General Motor Co. adds a high-performance variant to the Cadillac CTS Coupe, squeezing a 6.2L supercharged V-8 engine into the 4-passenger sports car.
The auto maker will unveil the ’11 Cadillac CTS-V Coupe during media days at next week’s North American International Auto Show in Detroit.
GM first showed the coupe in concept form last year at the Detroit show, where it was named the event’s top show car. It bowed in nearly identical production skin last month at the Los Angeles auto show.
The standard version CTS, which employs a 304-hp 3.6L V-6 engine with gasoline direct injection, arrives at Cadillac dealers in the second quarter. The V-Series arrives early in the third quarter. Both models are built at GM’s Lansing, MI, Grand River assembly plant.
Cadillac General Manager Bryan Nesbitt calls the CTS-V Coupe a marriage of GM’s “most potent and sophisticated technologies” with the “most dramatic production design” from the auto maker.
“This combination of visual and technical attributes is designed to create a very compelling choice for luxury sports-car consumers,” Nesbitt says in statement.
It’s unclear what effect the slowly recovering economy will have on the high-powered luxury coupe’s sales.
The U.S. recession has pummeled the segment, with sales falling from 103,901 units in 2007 to 72,900 in 2008 and a meager 39,031 through the first 11 months of 2009, according to Ward’s data. Between 2007 and 2009, deliveries were down a whopping 62.4%, compared with an industry downturn over the same period of 41.7%.
As such, Ward’s data also shows low build numbers for the V-Series. Midway through the ’09 model year, the V-8 accounted for just 3.1% of all engine installations for the CTS.
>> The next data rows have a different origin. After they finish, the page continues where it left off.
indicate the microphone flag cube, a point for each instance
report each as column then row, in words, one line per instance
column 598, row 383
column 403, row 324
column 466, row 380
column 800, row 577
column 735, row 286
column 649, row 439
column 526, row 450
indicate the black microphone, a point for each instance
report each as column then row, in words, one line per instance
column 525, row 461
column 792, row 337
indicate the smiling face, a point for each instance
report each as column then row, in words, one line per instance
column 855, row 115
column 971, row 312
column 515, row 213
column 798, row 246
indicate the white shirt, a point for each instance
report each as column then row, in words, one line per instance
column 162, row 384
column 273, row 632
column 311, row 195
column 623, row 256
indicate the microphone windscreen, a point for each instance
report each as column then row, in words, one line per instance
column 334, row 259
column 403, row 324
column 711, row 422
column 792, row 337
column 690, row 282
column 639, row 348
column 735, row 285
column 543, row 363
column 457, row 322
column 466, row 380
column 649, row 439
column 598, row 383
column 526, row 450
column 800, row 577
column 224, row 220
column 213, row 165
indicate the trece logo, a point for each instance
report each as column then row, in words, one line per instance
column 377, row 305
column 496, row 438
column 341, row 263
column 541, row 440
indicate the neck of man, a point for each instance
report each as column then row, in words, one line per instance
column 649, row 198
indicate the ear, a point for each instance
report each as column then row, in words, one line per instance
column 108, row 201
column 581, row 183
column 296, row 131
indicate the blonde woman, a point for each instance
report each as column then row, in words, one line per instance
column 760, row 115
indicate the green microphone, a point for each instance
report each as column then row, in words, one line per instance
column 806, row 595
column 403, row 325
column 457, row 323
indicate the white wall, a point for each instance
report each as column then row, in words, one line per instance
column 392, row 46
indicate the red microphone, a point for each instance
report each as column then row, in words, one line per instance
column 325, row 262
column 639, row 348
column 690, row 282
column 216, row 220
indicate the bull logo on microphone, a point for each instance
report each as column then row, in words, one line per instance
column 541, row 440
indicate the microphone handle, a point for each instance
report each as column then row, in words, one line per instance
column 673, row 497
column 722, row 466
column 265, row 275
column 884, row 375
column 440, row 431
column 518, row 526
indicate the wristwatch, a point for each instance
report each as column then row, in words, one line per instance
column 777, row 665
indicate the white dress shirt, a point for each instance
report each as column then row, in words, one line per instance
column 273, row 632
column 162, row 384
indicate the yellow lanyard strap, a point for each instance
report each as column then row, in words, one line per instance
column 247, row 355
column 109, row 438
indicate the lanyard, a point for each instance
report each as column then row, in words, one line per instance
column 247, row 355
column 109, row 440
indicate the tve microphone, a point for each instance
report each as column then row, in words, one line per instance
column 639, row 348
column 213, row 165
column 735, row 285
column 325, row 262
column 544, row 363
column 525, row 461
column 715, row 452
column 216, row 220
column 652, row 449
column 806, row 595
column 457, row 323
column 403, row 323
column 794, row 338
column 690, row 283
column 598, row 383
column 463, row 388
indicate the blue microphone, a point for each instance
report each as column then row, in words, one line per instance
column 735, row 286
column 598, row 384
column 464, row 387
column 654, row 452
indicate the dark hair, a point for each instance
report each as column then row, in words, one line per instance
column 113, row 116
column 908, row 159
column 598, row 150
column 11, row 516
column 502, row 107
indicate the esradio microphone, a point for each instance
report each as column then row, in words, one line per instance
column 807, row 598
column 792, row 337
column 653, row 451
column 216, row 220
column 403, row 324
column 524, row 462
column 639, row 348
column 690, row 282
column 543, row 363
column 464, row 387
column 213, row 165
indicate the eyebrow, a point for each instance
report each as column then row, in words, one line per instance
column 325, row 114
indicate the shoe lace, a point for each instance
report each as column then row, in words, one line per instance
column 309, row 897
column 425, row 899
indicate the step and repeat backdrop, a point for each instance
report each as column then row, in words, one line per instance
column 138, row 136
But as with the CTS-V Sports Sedan, the CTS-V Coupe undoubtedly will raise the cache of the Cadillac brand among performance enthusiasts. Reviewing the ’09 CTS-V Sports Sedan at its launch, for example, Ward’s editors lauded its thunderous acceleration and exceptional value.
Pricing has not been released, but with coupes traditionally demanding a premium over sedans, expect the CTS-V Coupe to sticker above the $60,000 CTS-V Sports Sedan.
The CTS-V Coupe uses the same V-8 found in the CTS-V Sports Sedan. It is mated to either a 6-speed manual or 6-speed automatic transmission. Making 556 hp and 551 lb.-ft. of torque (747 Nm), the engine will take the coupe from 0-60 mph (67 km/h) in less than four seconds, GM says.
The exterior of the car is distinguished from its less-powerful stable mate by the addition of a lower air dam to the grille for enhanced intake, as well as a hood bulge to accommodate its 4-lobe Roots-type supercharger fromCorp.
Additional performance treatments to the CTS-V Coupe include Magnetic Ride Control, which instantly adjusts the suspension to changes in driver aggressiveness and road conditions; Brembo racing brakes; and standard 19-in. aluminum wheels with Michelin Pilot Sport 2 performance tires.
Inside, the coupe receives a new Saffron interior trim, with contrasting microfiber seat inserts and stitching in the upper-trim area. Recaro performance seats are optional.